Masergy Broadcore   Integrate with best-of-breed technology partners and enhance the UC stack with services supported over more devices with consistent user experience.   Device and platform agnostic.
 
RingCentral Office   No incorporation with existing legacy TDM-based PBXs. Service allows for turn up and provisioning of preconfigured SIP phones with no additional equipment.   Apps available for Android, iOS and BlackBerry
 
ShoreTel
M5 Unified Communications Suite
  The UC offering requires the use of the company's hosted phone system or Cisco handsets, which are supported.   iPhone
 
Sprint Complete Collaboration   Rip and replace is not necessary. IT can enable new functionality immediately and run in a parallel, hybrid environment.   Sprint Mobile Integration enables integration of Sprint mobile phones with UC, extending PBX features and desktop phone capabilities to Sprint mobile phones.
 
Verizon UCCaaS   Enables hybrid architectures that incorporate legacy equipment or customer proprietary applications with components from the cloud.

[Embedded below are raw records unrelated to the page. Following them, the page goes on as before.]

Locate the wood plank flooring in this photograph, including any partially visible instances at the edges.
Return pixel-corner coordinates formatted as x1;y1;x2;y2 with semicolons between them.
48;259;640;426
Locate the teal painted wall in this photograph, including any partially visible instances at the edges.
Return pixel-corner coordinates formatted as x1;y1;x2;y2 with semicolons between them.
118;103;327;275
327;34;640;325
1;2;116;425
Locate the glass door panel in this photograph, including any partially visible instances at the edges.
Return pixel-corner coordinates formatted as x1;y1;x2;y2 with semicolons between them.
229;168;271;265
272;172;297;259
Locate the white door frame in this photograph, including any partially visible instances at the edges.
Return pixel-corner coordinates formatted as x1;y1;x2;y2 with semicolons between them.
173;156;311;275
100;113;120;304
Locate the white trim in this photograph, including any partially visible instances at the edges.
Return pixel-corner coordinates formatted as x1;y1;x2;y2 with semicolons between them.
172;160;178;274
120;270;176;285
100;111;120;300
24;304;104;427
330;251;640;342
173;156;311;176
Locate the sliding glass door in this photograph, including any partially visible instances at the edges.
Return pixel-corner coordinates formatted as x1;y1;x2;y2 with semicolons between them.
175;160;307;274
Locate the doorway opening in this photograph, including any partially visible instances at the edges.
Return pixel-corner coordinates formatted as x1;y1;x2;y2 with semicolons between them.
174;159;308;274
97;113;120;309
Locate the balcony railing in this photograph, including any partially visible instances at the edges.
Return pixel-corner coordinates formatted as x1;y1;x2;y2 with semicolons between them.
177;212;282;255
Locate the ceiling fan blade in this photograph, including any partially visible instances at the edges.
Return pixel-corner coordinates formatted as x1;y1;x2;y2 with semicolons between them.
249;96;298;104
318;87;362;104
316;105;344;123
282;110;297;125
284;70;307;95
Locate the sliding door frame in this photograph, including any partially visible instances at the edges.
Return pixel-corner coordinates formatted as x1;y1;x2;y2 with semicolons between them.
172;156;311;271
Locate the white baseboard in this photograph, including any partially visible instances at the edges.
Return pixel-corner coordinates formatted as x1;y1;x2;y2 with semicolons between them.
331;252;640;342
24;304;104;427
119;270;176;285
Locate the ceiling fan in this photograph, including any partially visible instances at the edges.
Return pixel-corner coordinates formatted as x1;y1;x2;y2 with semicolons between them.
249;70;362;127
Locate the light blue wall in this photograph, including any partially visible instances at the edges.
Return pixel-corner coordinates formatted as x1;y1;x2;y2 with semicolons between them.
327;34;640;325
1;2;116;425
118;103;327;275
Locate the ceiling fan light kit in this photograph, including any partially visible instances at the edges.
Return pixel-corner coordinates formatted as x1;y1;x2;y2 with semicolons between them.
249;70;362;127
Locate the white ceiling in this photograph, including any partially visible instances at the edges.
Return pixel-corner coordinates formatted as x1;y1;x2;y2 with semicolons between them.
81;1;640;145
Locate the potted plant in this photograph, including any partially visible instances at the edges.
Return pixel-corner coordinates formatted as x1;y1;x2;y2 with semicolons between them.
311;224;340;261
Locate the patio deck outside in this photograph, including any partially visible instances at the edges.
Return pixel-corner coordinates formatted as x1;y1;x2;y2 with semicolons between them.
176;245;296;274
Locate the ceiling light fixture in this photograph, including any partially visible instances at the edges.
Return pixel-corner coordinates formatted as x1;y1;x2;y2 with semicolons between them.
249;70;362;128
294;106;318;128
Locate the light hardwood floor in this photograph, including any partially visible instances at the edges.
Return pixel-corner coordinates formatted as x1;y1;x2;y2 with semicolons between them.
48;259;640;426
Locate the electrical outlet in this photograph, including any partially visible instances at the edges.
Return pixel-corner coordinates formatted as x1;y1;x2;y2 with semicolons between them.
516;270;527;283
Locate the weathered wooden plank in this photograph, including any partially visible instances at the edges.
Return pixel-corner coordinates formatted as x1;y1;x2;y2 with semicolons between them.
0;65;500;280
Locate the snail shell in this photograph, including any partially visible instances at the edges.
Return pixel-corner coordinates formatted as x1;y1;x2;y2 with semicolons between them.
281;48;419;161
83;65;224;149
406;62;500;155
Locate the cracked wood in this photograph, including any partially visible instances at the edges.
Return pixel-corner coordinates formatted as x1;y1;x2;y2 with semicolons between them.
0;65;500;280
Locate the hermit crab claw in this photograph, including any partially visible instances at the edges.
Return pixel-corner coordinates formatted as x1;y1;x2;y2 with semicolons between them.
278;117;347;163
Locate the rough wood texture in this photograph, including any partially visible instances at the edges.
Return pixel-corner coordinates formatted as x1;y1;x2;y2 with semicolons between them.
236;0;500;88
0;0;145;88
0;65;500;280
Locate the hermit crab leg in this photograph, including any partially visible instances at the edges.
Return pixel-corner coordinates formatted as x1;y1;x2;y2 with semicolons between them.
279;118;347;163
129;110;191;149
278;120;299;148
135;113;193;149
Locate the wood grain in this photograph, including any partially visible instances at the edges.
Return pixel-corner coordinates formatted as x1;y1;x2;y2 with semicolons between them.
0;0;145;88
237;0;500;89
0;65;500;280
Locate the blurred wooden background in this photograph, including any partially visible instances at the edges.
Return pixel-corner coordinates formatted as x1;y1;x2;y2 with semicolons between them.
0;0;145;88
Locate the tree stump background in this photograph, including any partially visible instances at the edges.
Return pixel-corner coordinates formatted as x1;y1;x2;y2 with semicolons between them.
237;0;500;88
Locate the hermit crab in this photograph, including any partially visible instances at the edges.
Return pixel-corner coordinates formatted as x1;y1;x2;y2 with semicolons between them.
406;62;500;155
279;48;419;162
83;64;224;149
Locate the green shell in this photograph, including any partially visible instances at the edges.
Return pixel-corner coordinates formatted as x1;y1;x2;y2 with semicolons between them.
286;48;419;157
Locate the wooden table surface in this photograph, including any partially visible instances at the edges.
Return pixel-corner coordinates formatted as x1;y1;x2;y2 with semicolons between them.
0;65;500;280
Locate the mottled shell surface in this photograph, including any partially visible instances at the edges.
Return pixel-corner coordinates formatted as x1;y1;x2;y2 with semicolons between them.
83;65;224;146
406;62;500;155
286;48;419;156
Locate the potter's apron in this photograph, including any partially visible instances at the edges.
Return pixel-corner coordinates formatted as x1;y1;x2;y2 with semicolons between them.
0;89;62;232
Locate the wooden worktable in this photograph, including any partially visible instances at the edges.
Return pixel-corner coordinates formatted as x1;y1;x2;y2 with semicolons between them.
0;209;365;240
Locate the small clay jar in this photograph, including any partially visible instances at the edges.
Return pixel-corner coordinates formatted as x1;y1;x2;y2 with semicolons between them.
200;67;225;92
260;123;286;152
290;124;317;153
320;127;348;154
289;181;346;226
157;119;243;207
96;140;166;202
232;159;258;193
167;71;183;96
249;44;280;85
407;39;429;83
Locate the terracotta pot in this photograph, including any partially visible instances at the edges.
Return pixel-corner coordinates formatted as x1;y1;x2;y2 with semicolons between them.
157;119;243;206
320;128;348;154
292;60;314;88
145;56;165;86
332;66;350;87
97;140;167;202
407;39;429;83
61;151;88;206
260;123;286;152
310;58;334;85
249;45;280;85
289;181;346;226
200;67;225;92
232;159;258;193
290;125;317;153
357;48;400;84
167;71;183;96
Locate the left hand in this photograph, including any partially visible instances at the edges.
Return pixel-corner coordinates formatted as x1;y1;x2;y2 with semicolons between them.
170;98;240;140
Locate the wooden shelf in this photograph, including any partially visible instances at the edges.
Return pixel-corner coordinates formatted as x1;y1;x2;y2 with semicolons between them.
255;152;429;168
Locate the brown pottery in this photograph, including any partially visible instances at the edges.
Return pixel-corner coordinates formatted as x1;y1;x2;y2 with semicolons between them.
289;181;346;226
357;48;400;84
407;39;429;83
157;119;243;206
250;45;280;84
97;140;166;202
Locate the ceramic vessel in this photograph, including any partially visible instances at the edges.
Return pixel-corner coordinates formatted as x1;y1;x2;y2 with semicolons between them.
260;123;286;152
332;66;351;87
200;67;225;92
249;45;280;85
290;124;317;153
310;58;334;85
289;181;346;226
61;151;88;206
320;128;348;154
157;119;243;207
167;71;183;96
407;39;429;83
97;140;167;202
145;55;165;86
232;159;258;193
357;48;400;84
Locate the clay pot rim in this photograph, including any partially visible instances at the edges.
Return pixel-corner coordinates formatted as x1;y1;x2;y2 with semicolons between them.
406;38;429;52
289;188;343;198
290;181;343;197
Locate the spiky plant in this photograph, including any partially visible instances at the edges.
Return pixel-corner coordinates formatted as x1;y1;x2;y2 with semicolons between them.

For example, customers can utilize an existing IP-PBX platform on=premise and purchase voice messaging and/or IM and presence features from the cloud. Or a customer could use UCCaaS cloud-based call control to replace a legacy TDM-PBX but continue to use a unified messaging platform on premise.   Uses Cisco Jabber client to support enterprise communication and collaboration features on smartphones and tablets. The client runs on Android and Apple OS.